While people were fairly proficient at

working with these numerals, calculation

was not exactly a blazing fast process.

Try multiplying MDMCXLVII by CCCLXXIII

without converting them to Arabic

numerals and see how fast you can do it.

The Arabs, on the other hand, used a

place number system, which is the

number system that you've been trained

on. It consisted of ten numerals; when all

ten numerals were used up, then

another place was added and numbers

would then consist of two sets, or places,

of numerals. The immense advantage of

a place system (only the Mayans and the

Hindus also developed place systems), is

that you can do calculations extremely

rapidly. When this was introduced into

Europe, learned people began to

calculate like mad. Books upon books

piled up filled with calculations from the

hands of busy monks and busy students

and busy university teachers adding and

subtracting and multiplying and dividing.

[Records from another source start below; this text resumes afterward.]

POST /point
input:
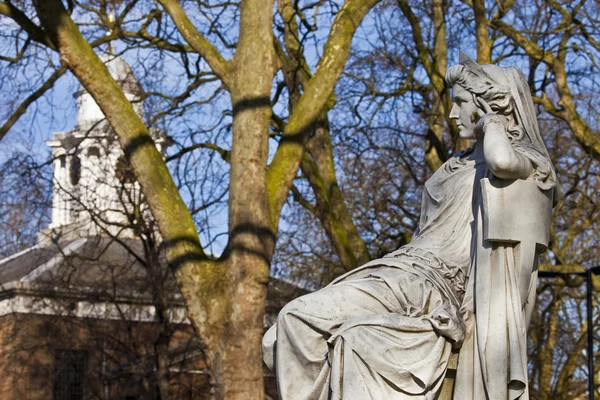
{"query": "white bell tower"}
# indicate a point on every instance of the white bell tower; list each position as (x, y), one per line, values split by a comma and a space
(94, 190)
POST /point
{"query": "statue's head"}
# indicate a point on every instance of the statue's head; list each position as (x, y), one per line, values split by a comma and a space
(506, 91)
(470, 82)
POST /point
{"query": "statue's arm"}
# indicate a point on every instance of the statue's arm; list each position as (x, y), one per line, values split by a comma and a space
(502, 159)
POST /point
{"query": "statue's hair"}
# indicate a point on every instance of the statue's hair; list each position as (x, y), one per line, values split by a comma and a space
(480, 84)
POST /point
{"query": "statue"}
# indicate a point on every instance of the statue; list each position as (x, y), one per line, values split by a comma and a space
(465, 283)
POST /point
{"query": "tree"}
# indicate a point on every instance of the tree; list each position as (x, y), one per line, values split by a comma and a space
(224, 297)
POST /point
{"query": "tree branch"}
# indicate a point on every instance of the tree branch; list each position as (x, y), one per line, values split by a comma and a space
(317, 92)
(35, 32)
(30, 99)
(198, 42)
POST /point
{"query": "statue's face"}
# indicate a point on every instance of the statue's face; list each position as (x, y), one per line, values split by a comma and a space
(464, 111)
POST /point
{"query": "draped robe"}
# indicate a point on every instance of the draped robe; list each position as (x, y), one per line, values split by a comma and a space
(387, 329)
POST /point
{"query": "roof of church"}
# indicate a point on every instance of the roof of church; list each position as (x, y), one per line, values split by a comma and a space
(105, 265)
(101, 263)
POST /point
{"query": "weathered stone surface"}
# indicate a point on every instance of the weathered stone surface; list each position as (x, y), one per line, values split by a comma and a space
(444, 317)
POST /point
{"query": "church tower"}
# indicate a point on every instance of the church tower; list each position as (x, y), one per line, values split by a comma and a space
(94, 189)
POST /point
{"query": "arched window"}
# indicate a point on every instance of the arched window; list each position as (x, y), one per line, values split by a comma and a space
(75, 169)
(124, 171)
(93, 152)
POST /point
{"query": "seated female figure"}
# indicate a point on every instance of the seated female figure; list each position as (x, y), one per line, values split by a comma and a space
(387, 329)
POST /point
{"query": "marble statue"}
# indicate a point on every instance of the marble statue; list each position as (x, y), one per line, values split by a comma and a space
(465, 283)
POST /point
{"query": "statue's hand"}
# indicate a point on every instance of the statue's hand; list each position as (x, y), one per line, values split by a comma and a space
(486, 116)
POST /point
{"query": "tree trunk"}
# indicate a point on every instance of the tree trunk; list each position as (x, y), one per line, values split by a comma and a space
(251, 240)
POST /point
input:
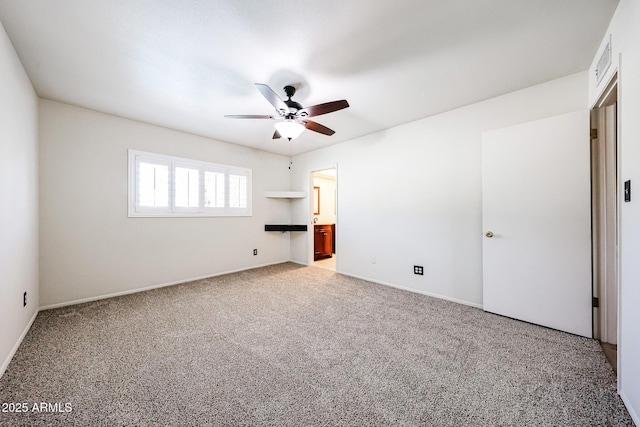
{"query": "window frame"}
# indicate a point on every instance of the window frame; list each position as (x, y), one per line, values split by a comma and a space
(135, 157)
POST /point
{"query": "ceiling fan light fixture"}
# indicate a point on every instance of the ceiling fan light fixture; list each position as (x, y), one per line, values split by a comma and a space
(289, 128)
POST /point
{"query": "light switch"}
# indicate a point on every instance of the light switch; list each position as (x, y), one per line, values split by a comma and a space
(627, 191)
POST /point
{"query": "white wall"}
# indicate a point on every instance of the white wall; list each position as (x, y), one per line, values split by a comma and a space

Books of astronomical calculations

especially began to pile up: this was the

start of mathematical astronomy. As

astronomical observations and

calculations piled up, the problems with

the Ptolemaic universe also piled up.

More than anything else, it was this pile

of mathematical calculations that

pushed Copernicus to radically revise the

Ptolemaic universe.

Tycho Brahe: The man who most

greatly influenced the adoption of the

Ptolemaic system was Tycho Brahe

(1546-1601), who was one of those

fanatics doing all those mathematical

calculations of the motion of the

universe. Tables and tables and tables of

calculations. For a man with a boring

profession, however, he led a singularly

interesting life: temperamental, he had

lost his nose to syphilis, or, rather, to the

cure for syphilis, he was a raucous heavy

drinker and he died a particularly just

death for a heavy drinker. At a dinner

with a prince, he drank a bit too much,

and, since you were not allowed to leave

the table until the person outranking you

left the table, he waited out his full

bladder until it burst and sent him to the

heavens he had so lovingly observed

and calculated.

Brahe opposed the Copernican universe

and vehemently argued that the earth

was the center of the universe. In order

to prove this, however, he cataloged a

superhuman amount of astronomical

observations and calculations. These

tables of calculations made up the best

astronomical observations in any culture

at any time up to that point and would

become the basis for proving the

Copernican system to be a more

accurate model of the universe.

Johannes Kepler: Like Copernicus,

Kepler (1571-1630) believed that the sun

represented the spiritual essence and

presence of God and should be placed at

the center of the universe. He discovered

Brahe's observations and calculations

and set about using them to develop a

new, sun-centered universe. He rejected

two major aspects of the Copernican

universe: epicycles and circular orbits. In

the Keplerian universe, the planets

orbited around the sun and remained in

their orbital paths; these paths, however,

were elliptical rather than circular. This

was the big prize: by revising

Copernicus's model through the use of

Brahe's calculations, he produced a

mathematical model of the universe that

perfectly predicted planetary motions

and accounted for every instance of

planetary precession. This model he

published in the book New Astronomy in

1609, and it instantly created a

sensation. It would also inspire an Italian

astronomer, Galileo Galilei, to fit his new

observations into this Keplerian universe.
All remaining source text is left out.